This month’s selection, The Unfinished Garden by Barbara Claypole White, falls into a category I don’t normally read which is contemporary women’s fiction. After attending a session presented by Ms. Claypole at a recent workshop, I decided to read it since it sounded interesting.
The story is told from two points of view: Tilly Silverberg, a widowed gardener with a young son living in rural North Carolina, and James Nealy, a recent transplant to the area. Despite starting out in rural North Carolina, the bulk of the story takes place in England. Tilly’s mother suffers a fall, breaking her leg, which prompts Tilly to return to England with her son to spend the summer there helping her mother. The other reason is because James keeps hounding Tilly to design a landscape for his house even though she repeatedly tells him no.
The main characters are an unlikely pair since Tilly has chosen to isolate herself from society since her husband’s death three years ago, falsely blaming herself for following through with his living will decision. James suffers from OCD, anxiety, and other crippling mental health issues who has retired from his business at age 45 to work on conquering his issues. Due to James’ OCD, he persists in recruiting Tilly to design a garden even hopping on a plane to England to join Tilly and her son. Throughout the book, the two of them struggle to battle past ghosts which affect their current situation.
I had a hard time finishing this. More than once I wanted to just bag it but kept on reading because there were glimmers it would get better and more interesting. Except then I’d get disappointed as the story would slow down, the characters would become too self-absorbed, and unrealistic subplots would come into the picture.
It didn’t help that I didn’t care for either main character nor did I find the supporting cast very interesting other than Tilly’s son and mother. Why Tilly felt the need to lie about a potential life-threatening situation, only confiding in James, is beyond me. I genuinely don’t understand why her ex or James find her attractive. She’s nice and a good mother but she doesn’t offer much else other than an extensive knowledge of plants.
I found James’ behaviors and lack of impulse control scary more than endearing, while I understand he suffers from OCD and anxiety, a point hammered home ad nauseam, the way he acts from jumping on a plane to England because he can’t take no for an answer, to hiding important information like he has a grown son, bugs me as a reader. I supposed I’m to give him a pass because he’s good looking (debatable at best) and rich.

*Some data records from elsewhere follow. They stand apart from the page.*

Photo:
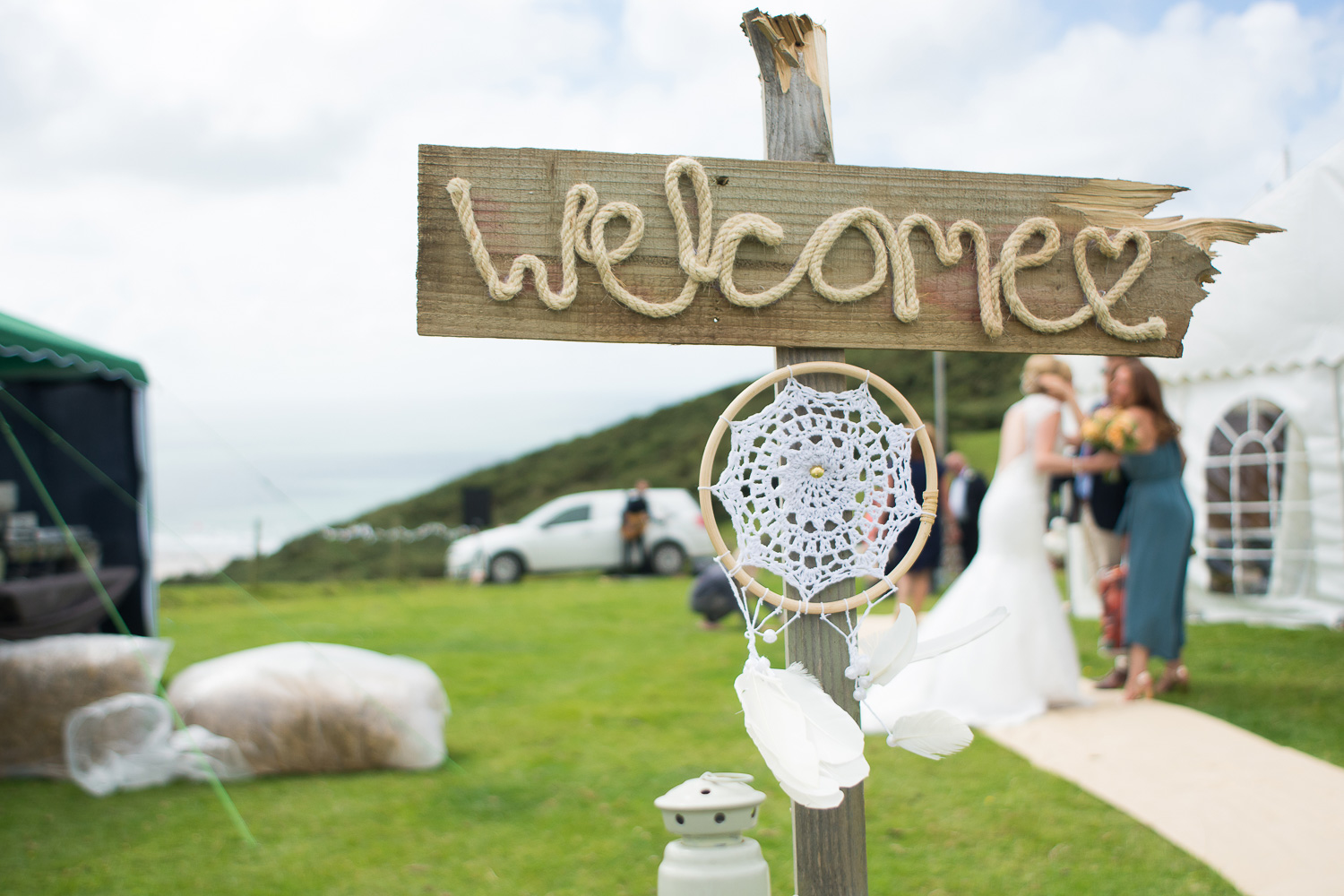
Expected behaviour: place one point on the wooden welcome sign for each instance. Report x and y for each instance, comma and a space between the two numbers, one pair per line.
539, 244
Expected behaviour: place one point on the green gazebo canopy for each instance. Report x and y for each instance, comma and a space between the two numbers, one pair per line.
30, 352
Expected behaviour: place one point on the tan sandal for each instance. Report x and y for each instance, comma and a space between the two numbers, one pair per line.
1175, 678
1140, 685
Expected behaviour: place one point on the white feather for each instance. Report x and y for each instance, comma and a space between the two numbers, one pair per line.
812, 747
933, 734
895, 648
965, 634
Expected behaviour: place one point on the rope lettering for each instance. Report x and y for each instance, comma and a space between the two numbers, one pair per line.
709, 257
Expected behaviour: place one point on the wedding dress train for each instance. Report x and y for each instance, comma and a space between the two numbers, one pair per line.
1029, 662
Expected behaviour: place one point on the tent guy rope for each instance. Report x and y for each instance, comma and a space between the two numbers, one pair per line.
707, 257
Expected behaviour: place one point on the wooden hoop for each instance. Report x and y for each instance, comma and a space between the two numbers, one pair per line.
930, 495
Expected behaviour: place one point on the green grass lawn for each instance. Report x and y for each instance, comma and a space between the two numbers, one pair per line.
1287, 685
575, 702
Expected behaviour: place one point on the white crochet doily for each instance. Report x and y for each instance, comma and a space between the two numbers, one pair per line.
817, 487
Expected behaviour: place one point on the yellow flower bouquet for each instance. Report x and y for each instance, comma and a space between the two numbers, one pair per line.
1110, 429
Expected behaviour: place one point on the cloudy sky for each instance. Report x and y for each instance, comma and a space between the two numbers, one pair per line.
226, 191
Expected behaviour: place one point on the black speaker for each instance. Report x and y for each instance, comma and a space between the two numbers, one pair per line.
476, 506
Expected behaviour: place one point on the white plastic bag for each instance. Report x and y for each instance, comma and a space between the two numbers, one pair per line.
45, 678
317, 707
128, 743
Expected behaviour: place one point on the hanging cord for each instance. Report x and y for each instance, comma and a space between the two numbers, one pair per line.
218, 786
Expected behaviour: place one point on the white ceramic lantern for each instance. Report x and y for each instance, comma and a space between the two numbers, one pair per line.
712, 857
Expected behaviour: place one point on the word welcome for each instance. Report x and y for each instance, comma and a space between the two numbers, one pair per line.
709, 257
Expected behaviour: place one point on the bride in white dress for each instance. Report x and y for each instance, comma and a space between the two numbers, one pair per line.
1029, 662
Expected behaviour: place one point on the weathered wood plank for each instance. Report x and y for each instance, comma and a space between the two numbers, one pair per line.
519, 198
830, 845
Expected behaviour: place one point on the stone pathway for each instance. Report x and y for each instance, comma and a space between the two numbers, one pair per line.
1271, 820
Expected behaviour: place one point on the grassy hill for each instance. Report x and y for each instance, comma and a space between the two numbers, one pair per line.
663, 447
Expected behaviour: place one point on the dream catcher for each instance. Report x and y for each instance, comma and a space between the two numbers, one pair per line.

Ahh, that lovely trope of no matter how messed up the male lead is emotionally, if he’s hot and rich, he gets away with it without too much second-guessing.
I suspect I was supposed to love Tilly’s zany best friend Rowena but she felt out of place and a stereotype. Another supporting character was Tilly’s childhood sweetheart who just happens to be going through a divorce at that exact same time and escapes to the village they grew up in. Naturally this creates a (forced) friction between James and the ex both of whom are competing with the ghost of Tilly’s dead husband.
The book is painful in trying to shoehorn in a romantic connection between Tilly and James. It takes too long to get to either of them explaining their feelings and when it does, it’s just awkward and unrealistic. If the book instead focused on developing a friendship between James and Tilly rather than a romance, I think it would have worked better.
Another thing that bugged me about the book was all the overwriting the author did. One of my biggest pet peeves and something I notice more with contemporary women’s fiction is how many questions are asked. For James’ personality it made sense to hear him internally questioning what he said and did since it was part of his personality but when both characters do it, it’s incredibly irritating. A lot of that could have been cut out which would have tightened up the flow of the story. Another issue I had was how inconsistent the author was in resolving twist both large and small.
On a scale of 1 to 5 pencils, I give The Unfinished Garden 2 pencils out of 5. It was forced and inconsistent in all areas but at least the scenery descriptions were lovely.